Target Exam

CUET

Subject

Business Studies

Chapter

Financial Management

Question:

If the rate of return on investment for a company is 15%, a situation of unfavourable financial leverage will be said to arise when the rate of interest payable on debt capital is

Options:

More than 15 %

Less than 15%

Equal to 15%

None of the above

Correct Answer:

More than 15 %

Explanation:

The correct answer is Option 1: More than 15%

In the context of financial leverage, when the rate of return on investment (ROI) is higher than the rate of interest payable on debt capital, it is considered favorable leverage. Conversely, when the rate of return on investment is lower than the rate of interest payable on debt capital, it is considered unfavorable leverage.
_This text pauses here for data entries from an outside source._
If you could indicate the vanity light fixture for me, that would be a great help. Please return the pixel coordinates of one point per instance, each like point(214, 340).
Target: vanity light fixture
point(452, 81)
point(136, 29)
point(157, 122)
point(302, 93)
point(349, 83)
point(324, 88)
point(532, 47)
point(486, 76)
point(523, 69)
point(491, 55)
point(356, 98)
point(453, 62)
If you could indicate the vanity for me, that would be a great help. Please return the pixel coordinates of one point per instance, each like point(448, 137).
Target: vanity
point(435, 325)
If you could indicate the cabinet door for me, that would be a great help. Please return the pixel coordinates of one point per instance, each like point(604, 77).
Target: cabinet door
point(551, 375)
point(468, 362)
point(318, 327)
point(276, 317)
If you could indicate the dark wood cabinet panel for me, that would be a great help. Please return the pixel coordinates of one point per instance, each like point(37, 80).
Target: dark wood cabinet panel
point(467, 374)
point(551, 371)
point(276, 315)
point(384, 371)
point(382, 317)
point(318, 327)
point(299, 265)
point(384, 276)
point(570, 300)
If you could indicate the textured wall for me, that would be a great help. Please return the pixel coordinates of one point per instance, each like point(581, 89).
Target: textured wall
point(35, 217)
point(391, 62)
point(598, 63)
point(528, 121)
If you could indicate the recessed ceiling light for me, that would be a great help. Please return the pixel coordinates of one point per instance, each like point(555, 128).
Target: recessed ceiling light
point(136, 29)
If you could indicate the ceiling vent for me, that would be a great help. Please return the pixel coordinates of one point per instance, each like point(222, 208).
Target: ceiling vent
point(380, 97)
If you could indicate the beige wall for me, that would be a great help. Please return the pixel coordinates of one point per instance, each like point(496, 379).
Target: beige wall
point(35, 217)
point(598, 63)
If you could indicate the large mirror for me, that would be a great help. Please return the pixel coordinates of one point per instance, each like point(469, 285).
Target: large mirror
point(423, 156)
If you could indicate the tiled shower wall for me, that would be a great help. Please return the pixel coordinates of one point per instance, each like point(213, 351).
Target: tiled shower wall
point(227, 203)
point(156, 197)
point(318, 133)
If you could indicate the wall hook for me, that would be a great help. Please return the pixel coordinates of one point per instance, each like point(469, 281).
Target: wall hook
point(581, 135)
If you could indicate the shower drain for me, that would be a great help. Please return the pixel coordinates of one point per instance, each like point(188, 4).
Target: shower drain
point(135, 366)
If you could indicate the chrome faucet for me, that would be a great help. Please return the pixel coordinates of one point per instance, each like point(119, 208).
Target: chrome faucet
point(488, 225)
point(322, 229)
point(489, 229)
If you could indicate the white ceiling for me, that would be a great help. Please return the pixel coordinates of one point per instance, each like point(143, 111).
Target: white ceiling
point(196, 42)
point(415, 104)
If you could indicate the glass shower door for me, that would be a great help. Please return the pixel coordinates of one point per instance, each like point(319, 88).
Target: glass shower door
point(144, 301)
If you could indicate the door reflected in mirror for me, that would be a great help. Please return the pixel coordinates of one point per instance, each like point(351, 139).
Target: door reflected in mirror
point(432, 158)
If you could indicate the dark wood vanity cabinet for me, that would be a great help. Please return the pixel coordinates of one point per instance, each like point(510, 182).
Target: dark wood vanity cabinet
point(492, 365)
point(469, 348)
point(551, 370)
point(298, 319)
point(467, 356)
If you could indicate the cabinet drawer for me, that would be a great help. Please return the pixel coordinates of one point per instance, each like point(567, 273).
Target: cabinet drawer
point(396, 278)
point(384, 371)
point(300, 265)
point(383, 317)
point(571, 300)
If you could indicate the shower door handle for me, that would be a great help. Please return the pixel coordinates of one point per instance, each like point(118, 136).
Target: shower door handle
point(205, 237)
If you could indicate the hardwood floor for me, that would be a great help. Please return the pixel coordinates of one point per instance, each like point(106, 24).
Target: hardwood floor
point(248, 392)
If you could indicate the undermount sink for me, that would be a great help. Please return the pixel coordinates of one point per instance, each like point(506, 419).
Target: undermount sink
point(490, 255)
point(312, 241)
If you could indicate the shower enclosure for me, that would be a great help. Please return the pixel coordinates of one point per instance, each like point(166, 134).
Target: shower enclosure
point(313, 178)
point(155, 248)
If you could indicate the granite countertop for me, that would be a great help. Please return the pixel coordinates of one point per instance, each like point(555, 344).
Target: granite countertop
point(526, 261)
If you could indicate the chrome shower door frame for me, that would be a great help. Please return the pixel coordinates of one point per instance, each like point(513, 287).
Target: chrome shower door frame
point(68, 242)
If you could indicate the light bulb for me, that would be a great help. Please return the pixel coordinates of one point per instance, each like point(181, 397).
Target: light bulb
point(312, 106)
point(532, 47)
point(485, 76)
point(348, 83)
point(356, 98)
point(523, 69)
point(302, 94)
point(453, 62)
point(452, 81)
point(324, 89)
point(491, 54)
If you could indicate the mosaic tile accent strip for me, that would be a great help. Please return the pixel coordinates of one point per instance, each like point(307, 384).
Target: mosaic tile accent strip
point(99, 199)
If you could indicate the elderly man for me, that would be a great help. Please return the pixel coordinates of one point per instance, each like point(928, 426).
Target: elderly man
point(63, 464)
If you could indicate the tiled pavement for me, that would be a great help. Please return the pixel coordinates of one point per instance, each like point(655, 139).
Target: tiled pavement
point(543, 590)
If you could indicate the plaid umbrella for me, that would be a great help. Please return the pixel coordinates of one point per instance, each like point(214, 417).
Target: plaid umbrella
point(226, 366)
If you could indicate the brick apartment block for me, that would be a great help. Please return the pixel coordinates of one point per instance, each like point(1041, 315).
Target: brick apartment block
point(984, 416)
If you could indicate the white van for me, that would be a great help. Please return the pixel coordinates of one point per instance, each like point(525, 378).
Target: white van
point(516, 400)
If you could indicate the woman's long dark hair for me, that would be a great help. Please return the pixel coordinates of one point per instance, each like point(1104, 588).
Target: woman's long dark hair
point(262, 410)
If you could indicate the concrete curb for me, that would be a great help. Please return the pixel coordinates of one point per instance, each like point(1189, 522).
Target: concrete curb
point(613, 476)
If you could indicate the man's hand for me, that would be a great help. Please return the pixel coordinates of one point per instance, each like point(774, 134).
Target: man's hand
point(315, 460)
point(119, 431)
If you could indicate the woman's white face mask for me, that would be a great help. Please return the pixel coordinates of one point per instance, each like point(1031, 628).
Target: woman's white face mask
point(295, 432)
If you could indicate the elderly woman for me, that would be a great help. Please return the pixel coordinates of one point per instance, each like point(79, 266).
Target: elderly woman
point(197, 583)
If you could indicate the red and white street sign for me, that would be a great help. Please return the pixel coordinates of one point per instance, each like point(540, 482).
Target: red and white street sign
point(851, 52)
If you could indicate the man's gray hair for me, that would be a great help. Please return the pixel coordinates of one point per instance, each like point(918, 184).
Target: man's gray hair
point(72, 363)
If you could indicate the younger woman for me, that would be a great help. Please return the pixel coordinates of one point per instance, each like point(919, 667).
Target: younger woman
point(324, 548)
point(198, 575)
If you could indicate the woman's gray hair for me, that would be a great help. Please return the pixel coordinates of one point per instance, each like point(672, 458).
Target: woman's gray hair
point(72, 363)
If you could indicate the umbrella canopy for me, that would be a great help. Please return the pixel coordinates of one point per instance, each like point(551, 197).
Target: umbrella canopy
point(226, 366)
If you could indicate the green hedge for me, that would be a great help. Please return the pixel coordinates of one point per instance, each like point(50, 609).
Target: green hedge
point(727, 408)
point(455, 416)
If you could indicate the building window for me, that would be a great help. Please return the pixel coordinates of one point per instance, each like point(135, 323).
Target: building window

Given that the rate of return on investment for the company is 15%, unfavorable financial leverage will occur when the rate of interest payable on debt capital is: Option 1: More than 15%

"The proportion of debt in the overall capital is also called financial leverage. Financial leverage is computed as D/E or D/(D+E) when D is the Debt and E is the Equity. As the financial leverage increases, the cost of funds declines because of increased use of cheaper debt but the financial risk increases. If a company borrows Rs. 100 at 10% interest p.a., and earns a return of 12%, the leverage will be considered favourable. Unfavourable or negative leverage occurs when the firm does not earn as much as the cost of debt."